Using the profile pictures of over one million participants, researchers at Stanford show that a widespread facial recognition algorithm can expose people’s political orientation with stunning accuracy. Political orientation was correctly classified in 72% of liberal–conservative face pairs, remarkably better than chance (50%). Accuracy was similar across countries (the U.S., Canada, and the UK) and online platforms (Facebook and a dating website).

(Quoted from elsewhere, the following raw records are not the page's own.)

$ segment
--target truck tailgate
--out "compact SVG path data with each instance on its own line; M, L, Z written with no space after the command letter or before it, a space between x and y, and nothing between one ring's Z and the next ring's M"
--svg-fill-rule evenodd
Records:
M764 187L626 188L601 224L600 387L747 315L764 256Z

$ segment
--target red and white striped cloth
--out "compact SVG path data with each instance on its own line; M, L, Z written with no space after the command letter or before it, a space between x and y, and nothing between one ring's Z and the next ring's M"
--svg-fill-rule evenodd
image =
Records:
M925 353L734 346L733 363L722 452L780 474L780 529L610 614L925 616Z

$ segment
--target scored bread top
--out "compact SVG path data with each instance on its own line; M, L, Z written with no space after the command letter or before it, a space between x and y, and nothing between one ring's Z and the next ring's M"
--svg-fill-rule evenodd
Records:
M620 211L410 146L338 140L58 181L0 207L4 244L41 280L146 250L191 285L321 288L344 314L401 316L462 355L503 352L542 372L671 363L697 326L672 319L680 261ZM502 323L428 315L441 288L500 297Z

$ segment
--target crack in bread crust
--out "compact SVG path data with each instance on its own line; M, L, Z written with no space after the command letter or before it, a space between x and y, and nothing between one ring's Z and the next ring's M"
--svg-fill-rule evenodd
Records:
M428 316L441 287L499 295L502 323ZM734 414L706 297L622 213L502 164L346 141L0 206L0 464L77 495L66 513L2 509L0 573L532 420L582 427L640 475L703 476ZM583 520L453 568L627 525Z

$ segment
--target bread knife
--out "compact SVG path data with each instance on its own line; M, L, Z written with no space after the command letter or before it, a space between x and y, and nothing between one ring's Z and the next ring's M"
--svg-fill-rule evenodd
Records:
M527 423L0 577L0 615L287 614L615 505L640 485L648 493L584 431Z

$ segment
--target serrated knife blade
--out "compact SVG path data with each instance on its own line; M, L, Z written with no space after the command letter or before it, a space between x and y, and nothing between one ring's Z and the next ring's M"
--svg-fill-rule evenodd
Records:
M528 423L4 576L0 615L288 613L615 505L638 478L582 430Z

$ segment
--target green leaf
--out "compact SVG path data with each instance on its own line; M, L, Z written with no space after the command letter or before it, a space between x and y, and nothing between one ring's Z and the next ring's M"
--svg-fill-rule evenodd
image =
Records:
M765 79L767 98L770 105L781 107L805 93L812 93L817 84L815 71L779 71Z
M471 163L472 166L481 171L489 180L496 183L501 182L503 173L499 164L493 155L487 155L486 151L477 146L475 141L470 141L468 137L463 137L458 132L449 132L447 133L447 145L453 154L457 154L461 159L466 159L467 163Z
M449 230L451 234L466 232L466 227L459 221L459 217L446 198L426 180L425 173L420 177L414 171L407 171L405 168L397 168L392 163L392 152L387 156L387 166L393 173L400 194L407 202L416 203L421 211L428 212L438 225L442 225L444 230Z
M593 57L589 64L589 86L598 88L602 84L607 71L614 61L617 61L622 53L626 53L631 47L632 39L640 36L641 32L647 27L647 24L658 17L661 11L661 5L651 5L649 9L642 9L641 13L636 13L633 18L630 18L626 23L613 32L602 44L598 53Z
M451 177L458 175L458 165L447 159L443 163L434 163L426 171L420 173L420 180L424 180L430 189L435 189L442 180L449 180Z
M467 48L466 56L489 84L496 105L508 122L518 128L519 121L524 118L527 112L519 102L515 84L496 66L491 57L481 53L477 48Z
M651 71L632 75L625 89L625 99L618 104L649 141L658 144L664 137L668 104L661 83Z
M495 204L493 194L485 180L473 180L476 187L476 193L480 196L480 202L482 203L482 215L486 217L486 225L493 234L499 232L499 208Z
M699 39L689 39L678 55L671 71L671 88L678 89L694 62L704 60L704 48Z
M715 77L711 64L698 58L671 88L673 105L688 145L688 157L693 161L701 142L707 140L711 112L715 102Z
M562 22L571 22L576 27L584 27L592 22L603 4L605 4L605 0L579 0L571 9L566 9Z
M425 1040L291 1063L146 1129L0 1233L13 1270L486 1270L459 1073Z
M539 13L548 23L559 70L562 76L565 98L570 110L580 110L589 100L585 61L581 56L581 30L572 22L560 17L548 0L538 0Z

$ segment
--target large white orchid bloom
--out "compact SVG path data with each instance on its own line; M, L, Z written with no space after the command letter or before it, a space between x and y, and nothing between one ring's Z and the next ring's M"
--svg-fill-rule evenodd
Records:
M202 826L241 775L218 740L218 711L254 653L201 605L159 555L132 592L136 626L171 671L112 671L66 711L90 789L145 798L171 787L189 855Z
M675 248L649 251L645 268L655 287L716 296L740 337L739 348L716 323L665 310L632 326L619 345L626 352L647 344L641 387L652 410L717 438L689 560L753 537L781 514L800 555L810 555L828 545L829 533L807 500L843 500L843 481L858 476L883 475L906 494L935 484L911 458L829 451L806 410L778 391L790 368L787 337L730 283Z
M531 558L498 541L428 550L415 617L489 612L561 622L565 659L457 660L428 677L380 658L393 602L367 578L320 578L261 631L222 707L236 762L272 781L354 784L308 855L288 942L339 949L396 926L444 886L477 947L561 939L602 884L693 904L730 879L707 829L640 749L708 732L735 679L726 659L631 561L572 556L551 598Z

The researchers note that they have not created a privacy-invading tool. “Very much like in the context of our previous work on sexual orientation and Facebook Likes,” they are instead warning against existing technologies that have been used for years by companies and governments. “Do not shoot the messenger. ”
Widespread use of facial recognition technology poses dramatic risks to privacy and civil liberties. Ubiquitous CCTV cameras and giant databases of facial images, ranging from public social network profiles to national ID card registers, make it alarmingly easy to identify individuals, as well as track their location and social interactions.
Pervasive surveillance is not the only risk brought about by facial recognition. Apart from identifying individuals, facial recognition algorithms can identify their traits. Like humans, facial recognition algorithms can accurately infer gender, age, ethnicity, or emotions. Unfortunately, the list of personal attributes that can be inferred from the face extends well beyond those few obvious examples. Past work has shown that widely used facial recognition technologies can expose people’s sexual orientation and personality. This work shows that it can also expose political orientation.
While many other digital footprints are revealing of political orientation and other intimate traits, facial recognition can be used without subjects’ consent or knowledge. Facial images can be easily (and covertly) taken by law enforcement or obtained from digital or traditional archives, including social networks, dating platforms, photo-sharing websites, and government databases. They are often easily accessible; Facebook and LinkedIn profile pictures, for instance, can be accessed by anyone without a person’s consent or knowledge. Thus, the privacy threats posed by facial recognition technology are, in many ways, unprecedented.
Some may doubt whether the accuracies reported here are high enough to cause concern. Yet, our estimates unlikely constitute an upper limit of what is possible. Progress in computer vision and AI is unlikely to slow down anytime soon. Moreover, even modestly accurate predictions can have tremendous impact when applied to large populations in high-stakes contexts, such as elections. For example, even a crude estimate of an audience’s psychological traits can drastically boost the efficiency of propaganda and mass persuasion. “We hope that scholars, policymakers, engineers, and citizens will take notice,” the researchers declare.